Would she even want to marry him?

That gloomy rumination brought him back full circle to the larger problem of his life and hers. He’d been solo so long. Honestly, he was mostly boring, fixed in his ways. So much so Mom even called him an old fart. When the glow wore off and he was working nonstop and their age difference made a difference, then what? When they didn’t have the house as an interest between them, then what?

Farms, fields, woods, and scattered houses streamed past his windows. Falk’s Bend was in the middle of nowhere with a long-ass drive to the airport. No good for his work. He needed the amenities of living in a city like Los Angeles. She’d have to come with him, but taking her away from her family...Margie had deep roots here and she loved this town and her job.
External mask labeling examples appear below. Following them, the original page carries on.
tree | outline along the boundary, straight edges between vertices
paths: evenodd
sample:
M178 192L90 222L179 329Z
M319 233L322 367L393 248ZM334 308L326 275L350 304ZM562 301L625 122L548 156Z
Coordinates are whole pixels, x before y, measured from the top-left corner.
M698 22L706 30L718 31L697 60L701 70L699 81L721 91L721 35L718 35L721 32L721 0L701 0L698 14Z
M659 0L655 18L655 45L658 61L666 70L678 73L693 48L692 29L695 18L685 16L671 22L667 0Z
He considered Mom, so often so far from her family because of Dad’s career. She loved Dad fiercely and had stuck with him from post to post, but there was no ignoring Dad’s career had often caused Mom a lonely life.

Could he do that to Margie? Was this really more than some summertime dream?

They had a lot to talk about.

The next morning, he woke way too early, hard, aching, and frustrated from an intense dream about him and Margie. Dawn was barely a faint rosy glow to the east, but there was no getting back to sleep after that dream. The only real cure for the need burning in his mind and gripping his body was sleeping blocks away safe and sound in her own bed. He’d have to settle for a cold shower and hot coffee.

After a thoroughly unsatisfying shower, Christopher dragged out to the front porch with his phone and coffee. He settled into the rocker, laying his phone aside on the small iron table.

He’d always liked this shadowy cool time of day and the deep quiet before the sun rose above the horizon. Even the sparrows flitting from rose bush to rose bush seemed sleepy. If he had been at Mohave this morning, Dave would be up already getting the coffee going. Lloyd was another early riser and there’d be hushed companionable talk, catching up, and fishing plans made while they waited for everyone to wake.

He’d miss this morning peace when he went back to LA. His apartment balcony offered him striking sunset views, but little peace with the busy avenue below and nearby highway. He couldn’t remember the last time he’d spent time out on the balcony for more than watering his tomato plant.